All the greenery around looked clean and welcoming. The rain had stopped and everything looked like it had been washed.
Earlier in our walk we’d spotted honeysuckle but I wasn’t tempted to get to those. They were surrounded by poison ivy. But here, under the boughs of berries, no poison ivy. The grass was long but well kept. On the other side of the fence was our neighborhood synagogue.
Looks like blackberries, I told Ted. I googled it quickly and the variegated leaves looked like blackberry leaves. Ted tried one berry and said it was good. I tried one and indeed it was very sweet. Much sweeter than blackberries we buy at the store. These were kind of skinny though.
Okay, I said, we’ll pick them on the way home. We still had a quarter mile to go for our bagel breakfast. When we return we’d get ourselves a plastic bag to collect our find. That is if neither of us have swelled up in our faces, rolled over and died. I heard of some friends of friends who picked some wild mushroom which they thought looked exactly like edible mushroom and they got poisoned.
So during breakfast I googled blackberries to see if the bush looked the same.
It did not. The one we saw was a tree. Blackberries plants are shrubs. Be careful of the thorns when picking the fruit, the articles cautioned. No thorns, we didn’t encounter thorns. So I googled black berries/tree and learned we found mulberries.

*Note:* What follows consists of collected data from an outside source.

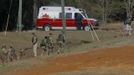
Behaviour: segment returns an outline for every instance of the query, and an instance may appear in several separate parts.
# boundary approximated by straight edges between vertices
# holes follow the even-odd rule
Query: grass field
[[[7,32],[7,36],[4,35],[4,32],[0,33],[0,45],[2,44],[6,44],[8,47],[10,45],[13,45],[13,47],[15,47],[16,50],[19,50],[20,48],[31,48],[32,43],[31,43],[31,37],[32,37],[32,32],[35,32],[39,38],[39,42],[41,41],[41,39],[48,35],[49,33],[53,34],[53,38],[54,40],[56,40],[58,34],[60,33],[60,31],[50,31],[50,32],[44,32],[44,31],[27,31],[27,32]],[[110,60],[108,60],[109,65],[111,65],[112,63],[116,63],[113,62],[114,61],[114,57],[112,57],[112,54],[110,56],[109,55],[105,55],[107,54],[107,50],[103,49],[108,49],[109,48],[117,48],[119,50],[118,47],[122,47],[122,46],[133,46],[134,44],[134,35],[132,36],[126,36],[125,35],[125,31],[123,30],[121,24],[112,24],[112,25],[107,25],[106,27],[103,27],[101,30],[96,30],[96,33],[100,39],[100,41],[97,40],[93,40],[91,33],[93,33],[93,31],[91,32],[86,32],[86,31],[67,31],[66,32],[66,39],[67,39],[67,45],[64,49],[64,53],[62,54],[51,54],[49,56],[44,55],[44,56],[40,56],[40,54],[38,54],[39,56],[34,58],[33,54],[32,54],[32,50],[28,50],[26,56],[21,59],[21,60],[17,60],[17,61],[13,61],[13,62],[9,62],[7,64],[0,65],[0,75],[30,75],[32,73],[32,71],[36,71],[35,69],[39,69],[39,70],[43,70],[44,67],[48,67],[49,72],[48,74],[51,74],[50,72],[54,72],[54,74],[52,75],[133,75],[133,71],[134,68],[133,66],[128,66],[127,64],[122,65],[122,63],[120,63],[121,61],[126,61],[128,59],[124,59],[123,58],[118,58],[119,62],[118,62],[118,66],[113,65],[113,66],[106,66],[106,65],[98,65],[98,67],[93,67],[92,68],[92,64],[96,63],[96,61],[98,60],[97,57],[102,56],[104,58],[102,59],[106,59],[108,60],[107,57],[109,57]],[[123,47],[124,49],[126,47]],[[133,49],[133,48],[130,48]],[[101,52],[102,50],[102,52]],[[115,53],[116,50],[114,50],[111,53]],[[102,54],[100,54],[102,53]],[[129,58],[129,54],[133,53],[133,51],[131,52],[127,52],[127,54],[125,54],[127,50],[124,50],[124,54],[121,54],[122,49],[119,50],[119,52],[116,53],[116,55],[119,54],[119,56],[127,56],[127,58]],[[40,53],[40,50],[38,51]],[[89,59],[94,59],[96,60],[95,62],[89,62],[88,58],[84,59],[83,57],[85,57],[86,54],[83,53],[89,53],[87,55],[89,55]],[[104,53],[104,54],[103,54]],[[77,55],[78,54],[78,55]],[[60,63],[59,61],[69,61],[69,57],[70,56],[74,56],[74,59],[70,59],[71,60],[76,60],[77,58],[75,57],[79,57],[81,59],[83,59],[82,62],[78,61],[77,63],[75,61],[73,61],[74,63],[66,63],[68,64],[67,66],[72,67],[72,69],[70,67],[66,67],[66,66],[61,66],[63,68],[62,70],[59,70],[54,68],[51,69],[51,67],[55,67],[56,65],[54,63],[51,63],[51,61],[57,61],[56,63]],[[103,56],[105,55],[105,56]],[[114,56],[114,54],[113,54]],[[93,58],[96,57],[96,58]],[[132,56],[131,56],[132,57]],[[63,58],[63,59],[61,59]],[[73,57],[72,57],[73,58]],[[64,60],[64,59],[68,59],[68,60]],[[121,61],[120,61],[121,59]],[[59,61],[58,61],[59,60]],[[113,60],[113,61],[111,61]],[[87,63],[86,63],[87,61]],[[105,60],[99,60],[97,61],[98,63],[103,62]],[[124,62],[124,63],[129,63],[130,59],[128,60],[128,62]],[[133,61],[130,61],[133,62]],[[97,63],[97,64],[98,64]],[[64,63],[61,63],[64,64]],[[84,69],[83,68],[78,68],[75,69],[73,67],[79,67],[81,65],[79,64],[87,64],[84,65]],[[89,65],[91,64],[91,65]],[[121,65],[120,65],[121,64]],[[53,65],[53,66],[49,66],[49,65]],[[77,65],[77,66],[75,66]],[[89,65],[89,66],[88,66]],[[133,65],[133,64],[131,64]],[[42,67],[43,66],[43,67]],[[60,66],[60,65],[59,65]],[[87,66],[87,67],[86,67]],[[37,67],[37,68],[35,68]],[[57,66],[56,66],[57,67]],[[68,70],[67,68],[70,68],[70,70]],[[86,68],[86,69],[85,69]],[[33,72],[34,74],[32,75],[48,75],[47,72],[44,73],[45,71],[48,71],[48,69],[44,69],[44,71],[42,72]],[[65,69],[65,71],[64,71]],[[72,71],[71,71],[72,70]],[[29,71],[28,74],[27,73],[18,73],[18,72],[25,72],[25,71]],[[57,73],[56,73],[57,71]],[[39,73],[39,74],[38,74]],[[42,73],[42,74],[40,74]],[[44,73],[44,74],[43,74]]]

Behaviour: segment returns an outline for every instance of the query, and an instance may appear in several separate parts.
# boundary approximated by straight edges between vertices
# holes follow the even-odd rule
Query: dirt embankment
[[[48,75],[58,72],[129,66],[134,70],[134,46],[97,49],[87,53],[57,57],[28,70],[10,71],[9,75]],[[45,61],[46,62],[46,61]]]

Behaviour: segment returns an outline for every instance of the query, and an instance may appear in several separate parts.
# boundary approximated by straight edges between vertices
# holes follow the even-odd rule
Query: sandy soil
[[[9,71],[8,75],[48,75],[58,72],[72,72],[100,67],[125,69],[134,71],[134,46],[95,49],[86,53],[57,57],[34,68]],[[44,61],[46,62],[46,61]]]

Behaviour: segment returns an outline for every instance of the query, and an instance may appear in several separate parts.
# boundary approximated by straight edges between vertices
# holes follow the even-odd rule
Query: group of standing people
[[[65,45],[64,34],[59,34],[56,42],[54,42],[53,37],[52,37],[53,34],[49,33],[48,36],[44,36],[41,43],[38,43],[38,37],[35,33],[32,33],[32,35],[33,35],[32,46],[33,46],[33,53],[35,57],[37,56],[38,45],[40,45],[40,48],[43,49],[43,52],[41,53],[41,55],[43,55],[44,53],[47,53],[49,55],[51,52],[54,52],[55,48],[57,49],[57,52],[59,53],[61,51],[60,48],[63,48]]]
[[[42,41],[39,43],[38,36],[35,33],[32,33],[32,51],[33,56],[38,55],[38,48],[41,48],[41,55],[47,53],[48,55],[54,50],[57,53],[60,53],[61,49],[65,46],[65,36],[64,34],[59,34],[56,42],[54,42],[52,33],[49,33],[48,36],[44,36]],[[29,48],[28,48],[29,49]],[[2,45],[0,50],[0,63],[5,64],[13,60],[20,59],[25,55],[26,49],[16,50],[12,45],[7,47],[7,45]]]
[[[49,55],[54,50],[54,40],[52,38],[52,33],[49,33],[49,36],[44,36],[40,43],[40,47],[43,49],[43,52],[41,55],[43,55],[45,52]]]

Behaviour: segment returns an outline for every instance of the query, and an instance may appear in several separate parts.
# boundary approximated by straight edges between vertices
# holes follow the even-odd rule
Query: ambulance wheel
[[[50,25],[45,25],[43,27],[43,30],[45,30],[45,31],[50,31],[50,29],[51,29]]]
[[[85,31],[90,31],[90,30],[91,30],[91,27],[90,27],[90,26],[85,26],[85,27],[84,27],[84,30],[85,30]]]

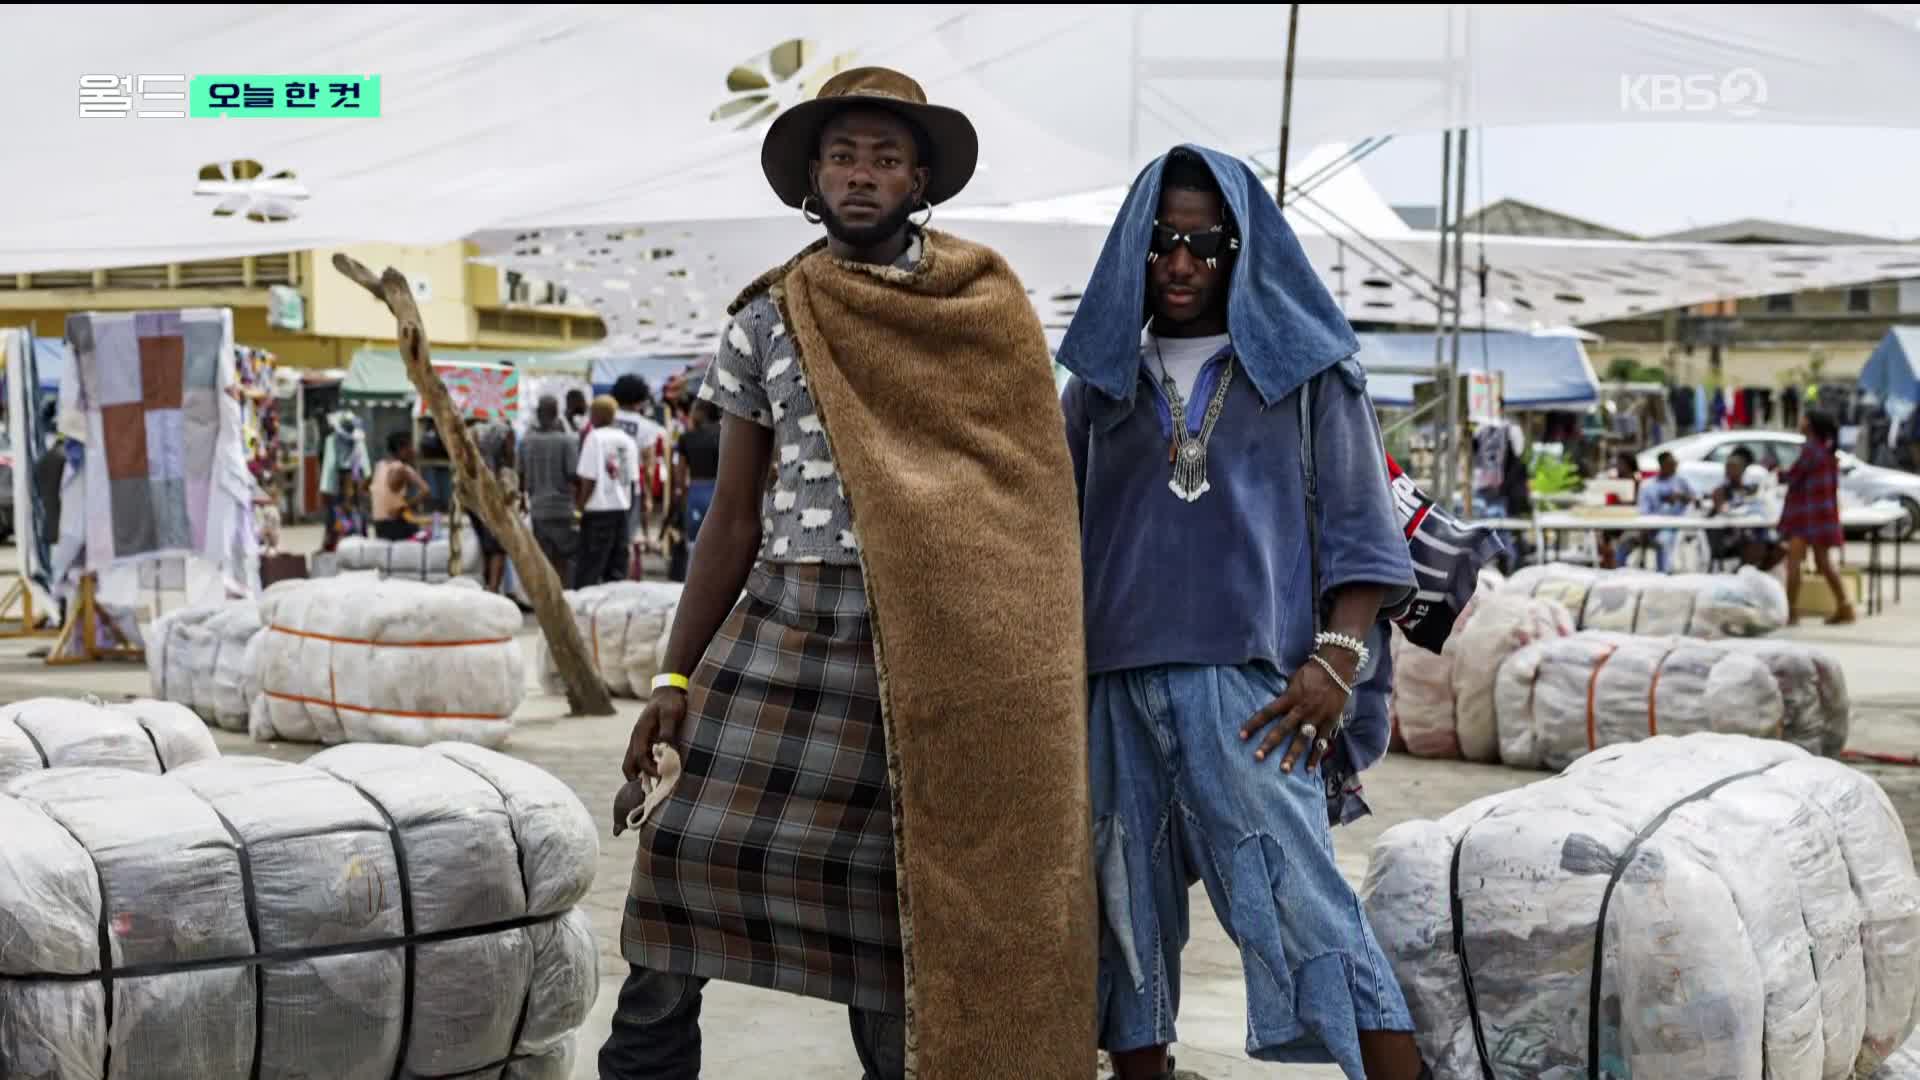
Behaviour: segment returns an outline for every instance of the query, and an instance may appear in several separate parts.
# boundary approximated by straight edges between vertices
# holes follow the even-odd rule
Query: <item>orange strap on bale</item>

They are mulberries! I told my husband. And edible.
How timely. Just when I have recently been all psyched about berries, having been sampling the different kinds of strawberries at several farmers markets here in Virginia and when visiting my daughter in Raleigh. Strawberries from different farms taste so deliciously unalike. Now is just perfect berry season. These seem perfectly ready to pick.
Even better, mulberry is something I’ve never tried. What harm is there in trying? (Although later in the afternoon I couldn’t get rid of that stupid ditty in my head, “Here we go round the mulberry bush!”)
So on our way home we returned to the trees. I took a closer look. Mulberry trees are tall. These three trees, about 25 to 30 feet tall, grew right next to the main street. Not strategically placed, I couldn’t tell if they were wild or someone had planted them years ago.
When we reached them we dove into the trees. Well, Ted dove. I entered into the underbrush cautiously. Hey, I’m a city mouse. Like a scared city mouse, I’m not into wildlife. To me wildlife is cockroach and gecko, best killed or shooed out of the house. I approach wild plants as suspiciously.
Once I got to know what I was getting into I happily selected and picked the fruit. Drivers stopping at the traffic light must have been entertained watching these two strange people in the bushes busy gathering fruit.
They were easy to pick. These were so ripe that the fruit practically fell out of the tree when you brushed against the branch. I later read that people place tarps under the tree and shake the branch to harvest them.
Our fingers got all red and stained. Ted collected the mulberry in his coffee cup and I placed mine in a bag. There’s something wonderfully primal gathering fruit you haven’t planted.
When we got home we washed and refrigerated them and when our neighbors came for a shared dinner that evening, we told them all about our discovery and shared the mulberries. Everyone loved them.
When I texted my daughter about it, she said, “Urban foragers?” Yup, successful for first timers. I can do this.